Tip: Assign the new employee tasks that are open to interpretation and creativity. Most likely, the new employee will seek out clarification on the tasks, in which case the manager can insist they trust the employee to get the job done. Then, when the employee completes the task, use positive feedback to reinforce the trust you placed in them.
2. Keep New Employees Accountable
As previously mentioned, trust leads to accountability, and accountability leads to higher engagement, and that leads to better performance – see where this is going? Check this out: According to a recent study from by Gallup, “At least two-thirds of employees who strongly agree that their manager helps them set work priorities (66 percent) and performance goals (69 percent) are engaged in their work.”
And it doesn’t stop there: According to a Harvard Business Review article, employees who feel their managers are aware of the tasks and projects they are working on are seven times more likely to be engaged. What this means for managers is they have to remain involved in the day-to-day tasks of their people, especially new hires, and work to prioritize performance management, starting during new employee onboarding.
Tip: Managers can show new employees they are aware of their tasks and projects by checking in every week or so. The exchange doesn’t even have to include feedback necessarily – just a simple recognition of what the person is working toward.
3. Keep Yourself Accountable
Did you know that 70 percent of employees who lack confidence in the abilities of senior leadership aren’t fully engaged at work? It makes sense if we think about how integral trust is to keeping employees happy and engaged. Managers must demonstrate the utmost integrity and own their actions, whether outcomes are positive or negative. Today’s workforce wants transparency, so managers should give it to them.

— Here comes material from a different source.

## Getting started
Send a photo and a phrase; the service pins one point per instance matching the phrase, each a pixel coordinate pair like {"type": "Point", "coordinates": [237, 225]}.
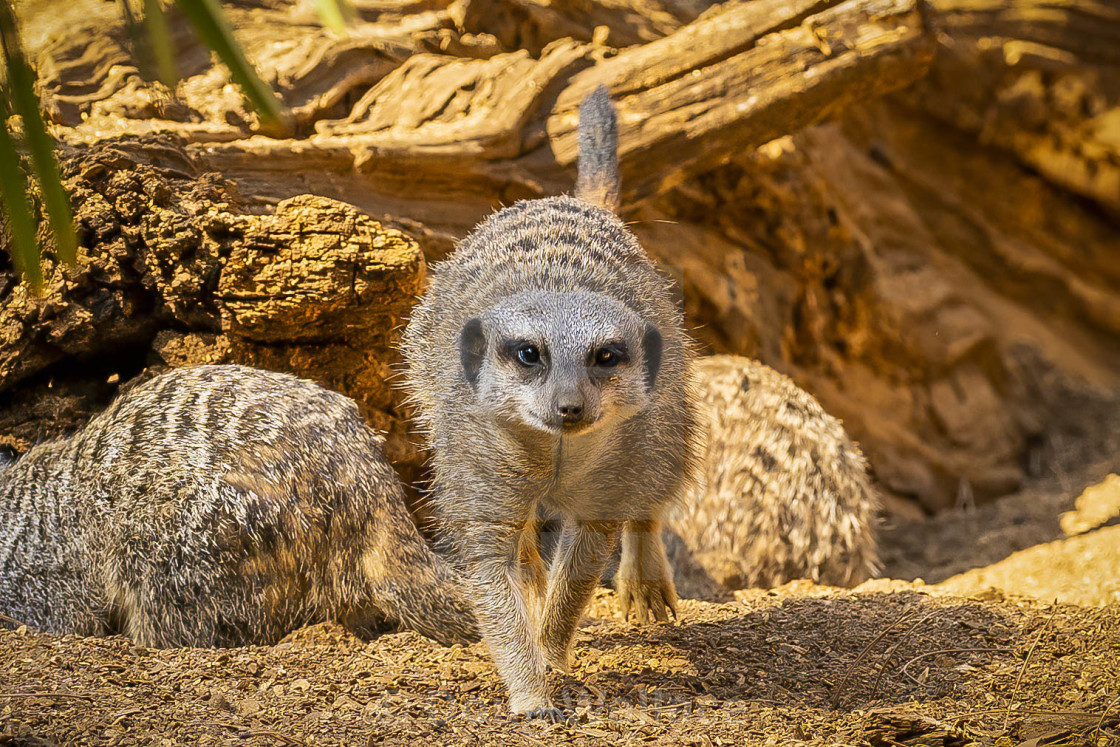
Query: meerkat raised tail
{"type": "Point", "coordinates": [218, 506]}
{"type": "Point", "coordinates": [549, 364]}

Tip: Just as managers expect employees to be accountable, employees want the same in return from managers. So, if a manager says they’re going to check in with a new employee every day or week, they had better follow through. And when a project that was facilitated by the manager fails, they should avoid placing blame on people and simply own up to the mistake. That is part of the job.
4. Remember to Act Human
It’s important to keep things professional in the workplace, but it’s just as important to devote ourselves to our work relationships. To allow strong relationships to flourish, we have to put some personal touches on our conduct in workplace. New employees want strong leaders, but they also want leaders to whom they can relate and round whom they feel comfortable. Building trust is a very human and personal action, and it should be handled as such.
Tip: When managers are interacting with new employees, they should make it a point to ask them appropriate personal questions that shine a light on their lives outside of work. Referencing these things in future conversations will show the employee that you listened to them and have taken their personal life into consideration. Then, when things comes up or their work is suffering, they’ll feel comfortable sharing those things with you and work to remedy them.
5. Keep Lines of Communication Open
This one cannot be stressed enough. To build any trust with employees, communication has to be frequent, ongoing, and a two-way street. This is something all employees, not just new ones, want. In fact, the 2015 Mobile Trends in the Workplace survey found that 68 percent of millennial and Gen. X workers said that the frequency of communication from their employers directly impacts their job satisfaction.
Tip: Managers should work to increase communication frequency to at least one interaction per week or biweekly. During the onboarding process, interacting more than once per week is ideal. New employees should be encouraged to come to managers with any concerns, and managers need to make themselves available for that to happen.
Building trust during new employee onboarding may not always be the first thing managers think to prioritize, but they would be wise to change that. The impact relationships have on employee performance is undeniable, and it’s important that managers instill in employees during the onboarding process the kind of work ethic it takes to keep the company culture on steady ground.